Phyllis Kritek, RN, PhD (2/21/2012 at 9:49 AM)
I am hoping that one of the analyses of this very excellent survey will grapple with three interacting and amazingly contradictory findings: 1. 59% of your respondents said the reason that the health care industry could not solve its own problems was "too much self-interest among the different stakeholders". The second highest response, which I think is related, focused on lack of incentive to innovate and garnered only 14%, so I consider this pretty high consensus. 2. Having established why the industry cannot save itself, the blame for the current state of affairs put the it squarely on the government (40%)!
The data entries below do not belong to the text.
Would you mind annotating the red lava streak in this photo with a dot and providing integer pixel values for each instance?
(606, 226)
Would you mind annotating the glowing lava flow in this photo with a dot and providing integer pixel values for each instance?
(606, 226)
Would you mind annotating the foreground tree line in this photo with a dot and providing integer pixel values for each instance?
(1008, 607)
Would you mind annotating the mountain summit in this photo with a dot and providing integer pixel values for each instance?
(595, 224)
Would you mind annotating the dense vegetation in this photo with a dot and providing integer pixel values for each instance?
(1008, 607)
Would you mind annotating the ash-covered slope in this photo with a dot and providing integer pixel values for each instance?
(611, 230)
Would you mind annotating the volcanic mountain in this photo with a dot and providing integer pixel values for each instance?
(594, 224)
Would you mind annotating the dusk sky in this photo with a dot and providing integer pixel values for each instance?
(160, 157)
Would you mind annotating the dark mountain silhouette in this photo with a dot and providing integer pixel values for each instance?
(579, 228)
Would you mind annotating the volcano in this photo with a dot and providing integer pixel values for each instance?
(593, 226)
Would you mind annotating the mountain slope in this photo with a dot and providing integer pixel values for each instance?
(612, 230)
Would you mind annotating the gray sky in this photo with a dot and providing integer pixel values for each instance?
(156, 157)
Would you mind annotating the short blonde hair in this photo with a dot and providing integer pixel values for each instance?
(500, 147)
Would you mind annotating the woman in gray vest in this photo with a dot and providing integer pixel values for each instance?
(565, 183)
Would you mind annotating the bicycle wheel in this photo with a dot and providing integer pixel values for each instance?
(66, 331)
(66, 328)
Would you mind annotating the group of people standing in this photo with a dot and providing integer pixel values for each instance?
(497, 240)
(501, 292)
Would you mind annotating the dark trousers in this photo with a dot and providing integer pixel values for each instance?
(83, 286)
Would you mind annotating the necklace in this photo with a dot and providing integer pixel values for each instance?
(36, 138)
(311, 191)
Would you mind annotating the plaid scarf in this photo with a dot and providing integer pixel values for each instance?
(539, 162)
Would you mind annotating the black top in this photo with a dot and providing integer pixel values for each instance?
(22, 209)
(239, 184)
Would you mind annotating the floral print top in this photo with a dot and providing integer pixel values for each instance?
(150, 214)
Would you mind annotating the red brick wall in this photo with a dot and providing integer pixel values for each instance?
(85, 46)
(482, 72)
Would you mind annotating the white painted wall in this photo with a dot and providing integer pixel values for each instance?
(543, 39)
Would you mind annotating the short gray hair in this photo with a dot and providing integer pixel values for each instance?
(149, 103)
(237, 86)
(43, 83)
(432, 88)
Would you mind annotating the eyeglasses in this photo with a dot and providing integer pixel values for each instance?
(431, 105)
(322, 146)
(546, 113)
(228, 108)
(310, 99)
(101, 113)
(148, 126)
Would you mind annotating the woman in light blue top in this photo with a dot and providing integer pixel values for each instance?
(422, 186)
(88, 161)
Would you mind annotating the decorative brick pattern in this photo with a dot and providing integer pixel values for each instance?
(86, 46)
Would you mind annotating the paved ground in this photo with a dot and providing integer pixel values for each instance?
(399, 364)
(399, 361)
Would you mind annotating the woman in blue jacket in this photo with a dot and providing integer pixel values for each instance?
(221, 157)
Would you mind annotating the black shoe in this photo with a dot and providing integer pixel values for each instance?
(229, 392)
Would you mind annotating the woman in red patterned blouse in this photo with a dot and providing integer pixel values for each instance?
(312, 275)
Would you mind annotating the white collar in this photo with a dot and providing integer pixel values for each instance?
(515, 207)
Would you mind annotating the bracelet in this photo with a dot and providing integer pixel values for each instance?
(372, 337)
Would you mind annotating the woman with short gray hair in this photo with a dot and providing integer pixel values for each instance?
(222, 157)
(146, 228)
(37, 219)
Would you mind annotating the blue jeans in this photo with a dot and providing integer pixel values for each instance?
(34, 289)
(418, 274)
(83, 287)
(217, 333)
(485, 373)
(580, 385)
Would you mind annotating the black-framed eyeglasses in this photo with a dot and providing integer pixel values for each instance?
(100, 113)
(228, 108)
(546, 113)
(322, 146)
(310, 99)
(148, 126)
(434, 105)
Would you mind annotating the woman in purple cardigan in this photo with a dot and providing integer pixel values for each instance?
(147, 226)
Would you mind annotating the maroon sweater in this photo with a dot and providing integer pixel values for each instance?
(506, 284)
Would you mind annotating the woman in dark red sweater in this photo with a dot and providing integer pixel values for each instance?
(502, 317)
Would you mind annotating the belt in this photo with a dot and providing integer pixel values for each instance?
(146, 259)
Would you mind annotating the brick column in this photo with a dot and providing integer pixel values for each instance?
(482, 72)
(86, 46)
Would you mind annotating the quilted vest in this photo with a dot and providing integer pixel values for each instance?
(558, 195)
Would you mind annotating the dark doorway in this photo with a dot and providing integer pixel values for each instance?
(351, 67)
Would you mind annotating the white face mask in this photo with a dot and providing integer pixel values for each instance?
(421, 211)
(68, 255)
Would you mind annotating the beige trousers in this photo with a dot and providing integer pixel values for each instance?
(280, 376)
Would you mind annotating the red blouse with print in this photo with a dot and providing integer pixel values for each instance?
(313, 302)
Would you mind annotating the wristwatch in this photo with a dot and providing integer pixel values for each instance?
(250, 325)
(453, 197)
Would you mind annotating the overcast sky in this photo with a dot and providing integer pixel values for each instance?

I was startled: we can't work together so we cannot fix ourselves, but it is the government's fault. 3. Then, the highest ranking answer for who will save the industry is hospitals (22%) unless you ponder the nebulous "other" at 31%. Apparently, we are going to save ourselves from the awful government intrusion while acknowledging we cannot do so due to competing self-interest agendas among ourselves. Your final analysis focuses on the need to collaborate as "the common theme". Recalling my freshman level logic classes, as I read this: a. We do not know how to work together, with our self-interest corroding our efforts at collaboration. b. We think we should be the ones to fix this. c. Therefore: it is all the government's fault. I look forward to an analysis of this interesting finding.